Russell stayed for two more years, and he says his three seasons in Florida fast-tracked his maturity. But the joker in him remains. Ohio State women's basketball star Kelsey Mitchell recalled how at OSU D'Angelo would wet a wad of paper, stick it in someone's ear and act like it was someone else. With the Lakers, Thomas Scott says Russell is the type who'd tell someone he had a smudge on his shirt, then run his finger up to the guy's nose when he looked down: "Made you look!"
Now imagine, for a moment, how those antics would align with Kobe's maniacal, no-nonsense mentality. Still, you believe that all things happen for a reason, that the powers that be orchestrated that your son could spend his first season alongside Bryant, who was in his last. "D'Angelo, if you can get that killer mentality from him or that business savvy from him, or if you can just get the mentality of what it takes to make it, you'll be great," you told your son. "You'll be in a better position than anyone."
JUST ABOUT EVERY day, if they're looking for you, they'll find you in the West End, where plenty of family still live. The area hasn't changed much, you say. It drove you to push all your sons, not just D'Angelo. You couldn't let any of them fail. Now one of those sons is studying to become a lawyer and another hopes to become a CEO. You like to believe that the weight of your words, the sheer onslaught of them, pushed your kids to think: I gotta find something and succeed at it because if I don't, I'm going to be the one left at home with Pops, listening to his lectures. "I'm saying it as a joke," you say, "but that's probably what was in his head."
You tell your kids that you don't know it all, that you know only from all the mistakes you've made and those you've seen, and that if they just do the opposite, they'll be fine. You, like any father, want them to be better than you were, and to you they've already surpassed you. "I feel like I have a dynasty," you say.
At times, you thought you'd pushed so hard that they'd grow up to hate you. Yeah, you talk too much. You lecture too much. You might even get on their nerves. You know it. But they understand your story. They respect where you're coming from, which comforts you. Because even if you told them 20 times not to try to beat a yellow traffic light, it needs to pay off only once to be worth it.
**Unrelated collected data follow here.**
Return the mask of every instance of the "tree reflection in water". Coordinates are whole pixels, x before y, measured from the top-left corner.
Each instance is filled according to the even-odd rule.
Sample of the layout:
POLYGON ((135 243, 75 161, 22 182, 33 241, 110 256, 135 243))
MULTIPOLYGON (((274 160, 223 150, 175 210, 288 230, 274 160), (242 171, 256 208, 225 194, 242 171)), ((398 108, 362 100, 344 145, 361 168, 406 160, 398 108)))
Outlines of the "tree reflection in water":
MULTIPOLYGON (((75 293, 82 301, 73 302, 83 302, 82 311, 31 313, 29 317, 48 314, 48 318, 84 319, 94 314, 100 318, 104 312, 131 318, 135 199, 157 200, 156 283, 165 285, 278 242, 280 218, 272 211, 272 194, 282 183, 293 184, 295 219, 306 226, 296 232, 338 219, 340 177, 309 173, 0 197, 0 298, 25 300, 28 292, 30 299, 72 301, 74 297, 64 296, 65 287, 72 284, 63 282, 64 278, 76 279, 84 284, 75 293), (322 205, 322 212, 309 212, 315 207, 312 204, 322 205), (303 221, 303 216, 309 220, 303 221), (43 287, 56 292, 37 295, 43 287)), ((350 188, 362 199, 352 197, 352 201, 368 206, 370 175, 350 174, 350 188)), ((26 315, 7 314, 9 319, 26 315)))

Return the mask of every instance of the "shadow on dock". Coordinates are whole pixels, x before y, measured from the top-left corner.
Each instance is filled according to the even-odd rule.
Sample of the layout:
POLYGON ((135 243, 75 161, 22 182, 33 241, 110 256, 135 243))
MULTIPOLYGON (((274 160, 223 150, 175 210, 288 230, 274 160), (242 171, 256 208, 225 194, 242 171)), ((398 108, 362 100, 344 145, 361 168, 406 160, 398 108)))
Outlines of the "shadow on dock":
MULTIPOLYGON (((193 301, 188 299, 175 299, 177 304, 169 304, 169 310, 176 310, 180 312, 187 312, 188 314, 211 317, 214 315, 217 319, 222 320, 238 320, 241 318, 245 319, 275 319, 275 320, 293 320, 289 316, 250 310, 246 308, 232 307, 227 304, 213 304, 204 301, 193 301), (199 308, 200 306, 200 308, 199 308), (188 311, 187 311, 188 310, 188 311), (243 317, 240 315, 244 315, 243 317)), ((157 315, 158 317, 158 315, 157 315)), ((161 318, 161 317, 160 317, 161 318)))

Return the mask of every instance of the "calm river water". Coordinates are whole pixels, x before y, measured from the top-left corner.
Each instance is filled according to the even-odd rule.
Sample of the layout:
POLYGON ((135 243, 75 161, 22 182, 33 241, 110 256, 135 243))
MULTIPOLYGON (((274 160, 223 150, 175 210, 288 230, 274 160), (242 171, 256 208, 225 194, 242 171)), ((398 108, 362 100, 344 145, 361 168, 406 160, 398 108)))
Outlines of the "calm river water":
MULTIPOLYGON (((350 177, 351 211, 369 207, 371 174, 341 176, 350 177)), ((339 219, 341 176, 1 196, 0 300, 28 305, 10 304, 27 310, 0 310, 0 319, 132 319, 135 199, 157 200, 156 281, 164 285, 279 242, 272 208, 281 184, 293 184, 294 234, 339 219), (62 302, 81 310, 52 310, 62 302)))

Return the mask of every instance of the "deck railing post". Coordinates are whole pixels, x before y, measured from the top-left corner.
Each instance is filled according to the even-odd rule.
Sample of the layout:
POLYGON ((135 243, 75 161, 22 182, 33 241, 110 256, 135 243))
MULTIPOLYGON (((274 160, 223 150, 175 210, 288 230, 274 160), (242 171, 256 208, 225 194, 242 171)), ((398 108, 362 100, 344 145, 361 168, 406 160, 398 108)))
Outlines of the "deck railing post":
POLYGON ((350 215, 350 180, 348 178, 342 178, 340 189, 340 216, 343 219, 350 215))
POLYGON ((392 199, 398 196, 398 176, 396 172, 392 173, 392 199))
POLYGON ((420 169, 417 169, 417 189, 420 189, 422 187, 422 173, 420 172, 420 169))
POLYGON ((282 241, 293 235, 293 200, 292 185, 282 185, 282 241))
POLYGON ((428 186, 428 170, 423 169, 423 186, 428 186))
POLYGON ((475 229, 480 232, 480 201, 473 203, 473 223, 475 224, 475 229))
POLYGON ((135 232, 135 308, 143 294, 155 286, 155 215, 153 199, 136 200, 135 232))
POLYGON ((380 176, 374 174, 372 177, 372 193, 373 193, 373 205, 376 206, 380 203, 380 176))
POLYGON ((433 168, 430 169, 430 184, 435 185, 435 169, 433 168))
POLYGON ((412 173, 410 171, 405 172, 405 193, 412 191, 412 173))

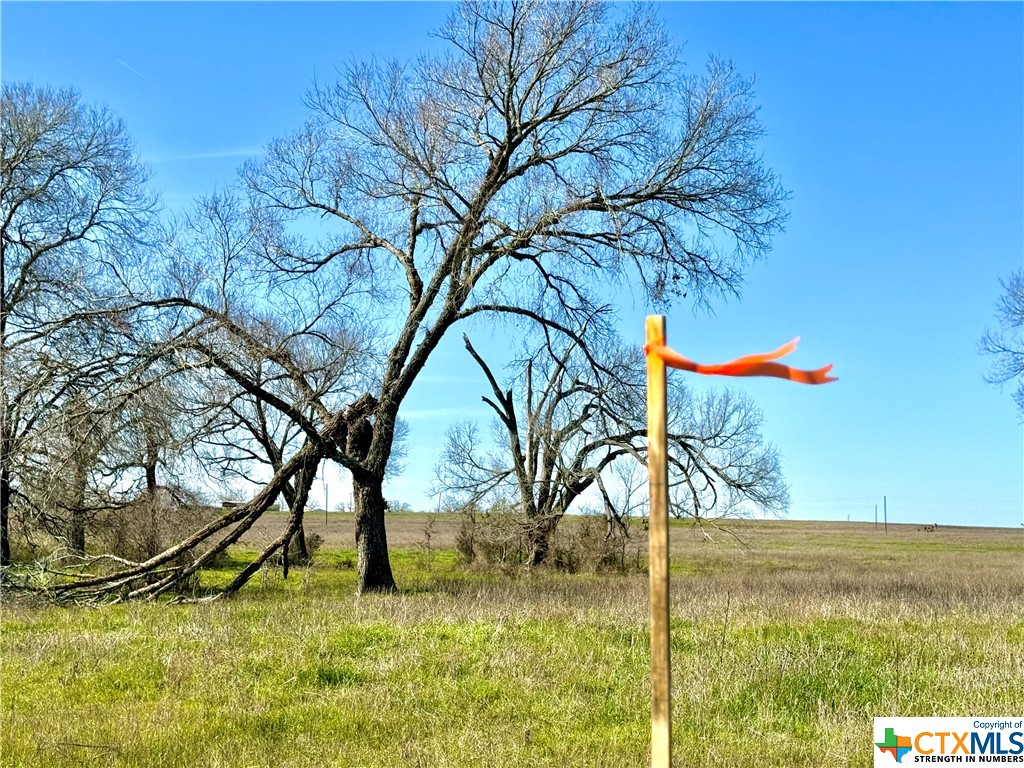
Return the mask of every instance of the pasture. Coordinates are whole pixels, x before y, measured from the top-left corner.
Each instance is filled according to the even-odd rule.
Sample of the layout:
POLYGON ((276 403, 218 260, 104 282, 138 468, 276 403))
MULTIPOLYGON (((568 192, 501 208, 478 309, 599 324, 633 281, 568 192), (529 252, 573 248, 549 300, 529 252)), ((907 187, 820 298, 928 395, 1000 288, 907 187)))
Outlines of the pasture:
MULTIPOLYGON (((5 595, 0 765, 646 765, 642 570, 467 567, 457 519, 393 515, 402 591, 356 597, 351 519, 328 518, 313 566, 229 600, 5 595)), ((869 766, 874 716, 1024 714, 1021 530, 733 533, 672 528, 678 765, 869 766)))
You tell D'Angelo that pressure either bursts a pipe or forms a diamond. You plan to observe that process in person -- to move to Los Angeles for the 2016-17 season, to sign a one-year lease in the same Westside neighborhood as your son, "just to make sure everything is going smooth," you say. Or maybe, just maybe, you'll stay longer than one season. You'll make that decision in time. And yeah, you know how all this sounds. But you'd rather be overbearing than have something bad happen, than to go visit your son in jail or behind a wall or in the grave. It's your responsibility, you tell yourself. And if you forget, you just swing by the vacant lot where the family heirloom once stood. Remember: You brought these children into this world. You can't put their lives in anybody else's hands. Anybody's.